Now, whether these childish threats actually had some effect, or whether the old lady was so soft-hearted as her comfortable appearance denoted, certain it is that she took a key from her pocket and passed it through the tall gilt railings to La Giralda.
"Go down a hundred yards or so," she said, "and there you will find a gate. Open it with that key and bring over your animals to the little pavilion among the trees by the fountain."
Upon hearing this the Princess instantly changed her tune. She had got her own way, and now it was "Beautiful Doña Susana! Precious and loveliest companion, when I am Queen you shall have the greatest and handsomest grandee in the kingdom to be your husband, and walk in diamonds and rubies at our court balls! Yes, you shall. I promise it by my royal oath. And now I will run to the house kitchen for basins to catch the goats' milk in, and my little churn to churn the butter in—and—and——"
But before she had catalogued half the things that she meant to find and bring she departed at the top of her speed, making the air ring with her shouts of delight.
Slowly, and with the meekest dignity, La Giralda did as she was bidden.

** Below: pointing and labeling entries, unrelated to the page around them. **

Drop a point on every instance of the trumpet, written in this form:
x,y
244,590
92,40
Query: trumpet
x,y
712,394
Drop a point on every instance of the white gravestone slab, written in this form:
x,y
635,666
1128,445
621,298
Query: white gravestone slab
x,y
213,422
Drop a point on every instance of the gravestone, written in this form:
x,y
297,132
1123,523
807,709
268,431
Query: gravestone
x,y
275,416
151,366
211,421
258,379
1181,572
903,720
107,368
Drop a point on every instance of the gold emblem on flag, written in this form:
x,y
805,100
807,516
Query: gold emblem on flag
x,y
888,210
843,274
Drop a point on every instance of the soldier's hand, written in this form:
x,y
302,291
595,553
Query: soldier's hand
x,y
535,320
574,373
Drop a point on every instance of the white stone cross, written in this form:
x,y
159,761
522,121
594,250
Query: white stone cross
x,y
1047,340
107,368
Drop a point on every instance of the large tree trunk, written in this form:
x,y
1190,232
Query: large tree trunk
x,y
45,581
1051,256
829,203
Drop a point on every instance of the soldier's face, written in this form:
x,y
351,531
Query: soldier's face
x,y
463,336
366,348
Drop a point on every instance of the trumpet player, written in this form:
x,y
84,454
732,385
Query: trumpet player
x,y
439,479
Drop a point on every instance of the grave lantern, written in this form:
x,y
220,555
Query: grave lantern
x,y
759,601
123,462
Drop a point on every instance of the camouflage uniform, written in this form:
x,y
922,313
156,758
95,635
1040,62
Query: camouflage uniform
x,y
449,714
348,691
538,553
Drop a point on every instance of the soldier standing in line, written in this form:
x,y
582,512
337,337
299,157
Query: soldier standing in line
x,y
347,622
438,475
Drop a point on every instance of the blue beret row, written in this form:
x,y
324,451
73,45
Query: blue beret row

She found the little gate, which, indeed, proved so narrow that she could not get her donkey to pass through with his great side-burdens of fagots. But as these were not at all heavy, La Giralda herself detached them, and, laying them carefully within the railings, she unhaltered the patient beast and, tying him only with a cord about his neck, left him a generous freedom of browsing upon the royal grass-plots and undergrowth.